Reviewed by Leon James, University of Hawaii, Studies in Second Language Acquisition, 2000

This easy to read paperback is the result of the author's desire to learn more about how students think and feel about themselves as learners in a "large urban college" pre-freshman ESL composition class. It is intended for teachers, scholars, and graduate students who are interested in how students learn to write and what are their accompanying thought processes and emotions. The main body of the book--Chapters 4 to 7--presents "case studies of the journal writing experiences of five students" chosen to represent the variety of cultural background and personal involvement with the free writing process in journal keeping. The students came from Colombia, Ethiopia, the Dominican Republic, People's Republic of China, and Japan.

Chapter 2 is a review of the literature on journal writing and the cognitive-linguistic theory of inner speech (Vygotsky) in relation to reflective thinking and expressive language (James Britton). Says Mylnarczyk: "Asking students to keep a journal is a natural way for teachers to encourage the human pattern-forming propensity" (p.21). While attempting to respond to the weekly student journal writing entries, the author discovered that she sometimes had a difficult time writing meaningful responses. It was easy to respond, and more satisfying, when the log entry had a personal focus, rather than an "impersonal, objective" style and content that avoided personalizing. She was able to respond with genuine involvement when the students' reflective writing included "personal comparisons, identification or empathy with characters or ideas in the reading, open expression of emotion, and dialogue with self or teacher" (p.26).

The puzzle fell into place when she came across the book Women's Ways of Knowing (Belenky, Clinchy, Goldberger, & Tarule, Basic Books, 1986). Their concept of "connected knowing" is contrasted with "separate knowing": the first is for sharing subjective experiences while the second is for public and adversarial transactions. The author notes that others, like M. Polanyi and J. Mayher, have discussed this fundamental distinction between the intellectualizing approach that remains distant vs. the personalizing style that tries to connect. The objective register gives the impression that it is disconnected from feeling, but this is not an authentic reality, for in fact a cognitive process cannot occur without the affective motive behind it--"every idea has a feeling component" (Mayher).

Students were instructed that the purpose of the journal was "to talk about yourself as a reader, talk about yourself as a writer, what your experiences have been, how you're reacting to the book that we're reading, your feelings about the things you write for this class" (p.41). The author analyzed the students' journal entries looking for signs of connected knowing. She discusses these categories: Reference to the Self ("Chapter nine brought me old memories of my early years? This was how my father and I started."), Open Expressions of Emotion, Recognition of Temporal Flux and Change ("What could make me change my life and force me to do something unexpected?"), Internal Dialogue, Empathy and Identification ("It felt good when I earned my respect, now, I can't wait to finish this book and read that Nicholas earned his?"), and Knowledge Derived From Personal Experience ("?you mould yourself according to yourself.").

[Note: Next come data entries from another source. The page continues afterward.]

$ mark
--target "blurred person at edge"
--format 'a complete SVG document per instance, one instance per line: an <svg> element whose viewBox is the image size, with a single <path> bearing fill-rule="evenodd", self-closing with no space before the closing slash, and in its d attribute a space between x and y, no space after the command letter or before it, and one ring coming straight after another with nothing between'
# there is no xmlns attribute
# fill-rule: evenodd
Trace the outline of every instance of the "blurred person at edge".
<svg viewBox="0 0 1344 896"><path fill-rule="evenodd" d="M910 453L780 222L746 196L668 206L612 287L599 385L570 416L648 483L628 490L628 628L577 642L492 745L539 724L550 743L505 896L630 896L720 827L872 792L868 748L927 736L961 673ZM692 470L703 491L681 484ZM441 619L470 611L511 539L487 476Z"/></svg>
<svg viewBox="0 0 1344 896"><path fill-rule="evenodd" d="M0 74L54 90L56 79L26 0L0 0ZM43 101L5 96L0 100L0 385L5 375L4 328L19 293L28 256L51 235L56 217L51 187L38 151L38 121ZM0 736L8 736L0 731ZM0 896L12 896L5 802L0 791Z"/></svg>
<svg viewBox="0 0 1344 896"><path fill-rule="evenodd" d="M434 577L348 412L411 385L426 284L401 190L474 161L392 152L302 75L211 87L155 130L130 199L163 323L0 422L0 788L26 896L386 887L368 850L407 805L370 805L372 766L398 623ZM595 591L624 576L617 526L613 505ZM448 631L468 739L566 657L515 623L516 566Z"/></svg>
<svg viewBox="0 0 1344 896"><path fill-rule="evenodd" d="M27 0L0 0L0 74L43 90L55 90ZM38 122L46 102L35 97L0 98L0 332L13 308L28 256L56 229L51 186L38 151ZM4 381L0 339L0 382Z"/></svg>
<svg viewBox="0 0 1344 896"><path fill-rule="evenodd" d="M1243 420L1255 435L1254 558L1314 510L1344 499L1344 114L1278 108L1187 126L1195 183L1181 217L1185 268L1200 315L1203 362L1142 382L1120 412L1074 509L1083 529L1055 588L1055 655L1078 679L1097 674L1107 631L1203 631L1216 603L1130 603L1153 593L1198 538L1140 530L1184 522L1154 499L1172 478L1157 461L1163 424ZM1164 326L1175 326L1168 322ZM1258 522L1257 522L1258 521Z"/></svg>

The teacher's experience of relating to Journal entries and the students' experience of writing them for the teacher, generates social bonding forces in the classroom. The process brings growth to the teacher as much as to students. Mylnarczyk shares her changed perspective by discussing the assumptions she brought to the class that turned out to be questionable or false. One was that personal writing comes more naturally to women than to men--False. Another was that native culture is the most important determinant of how second-language students respond to different types of writing--False. But this one: Journal Writing encourages students to engage in connected knowing--True. As one student wrote in her last entry: "When I first started this class I just used to do what the teacher assigned me to do. But now I woke up a desire in reading and writing about what matters are important to me and what is happening in our society nowadays."

Not a bad result, for a second-language class!